On recommendation from @mtnygard and others, I have acquired a copy of How Buildings Learn (Stewart Brand, 1994). Highlights so far:
Buildings are designed not to adapt, but they adapt anyway, because the usages are changing constantly. “The idea is crystalline, the fact fluid.” They’re designed not to adapt because “‘Form ever follows function’ … misled a century of architects into believing that they could really anticipate function.”
We think of buildings as static, because they change at a timescale slower than our notice. They change over generations. Humans operate at some natural timescale, and we see things slower as unchanging, and things faster as transient, insignificant. We are uncomfortable with change in stuff we think of as permanent, like buildings or culture or language. It isn’t permanent, just slower than us.
A jar of honey on its side will leak. The lid doesn’t trap the honey, just slows it down. Imperceptible movement is invisible, until the whole cupboard is sticky.
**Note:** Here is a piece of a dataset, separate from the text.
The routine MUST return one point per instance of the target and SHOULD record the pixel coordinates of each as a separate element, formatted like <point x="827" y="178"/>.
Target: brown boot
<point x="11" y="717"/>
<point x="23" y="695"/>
Software’s pace of change can be unnaturally fast, the opposite of buildings. That makes people uncomfortable. Updating buildings, “we deal with decisions taken long ago for remote reasons.” In software, “long ago” might be last year.
As usages change, so must our environs, in brick and in computers.
What changes faster than usages? Fashion. “Buildings are treated by fashion as big, difficult clothing, always lagging embarrassingly behind the mode of the day. This issue has nothing to do with function.” The latest hot tech may not improve on the value of your legacy software. “The meaningless change of fashion often obstructs necessary change.”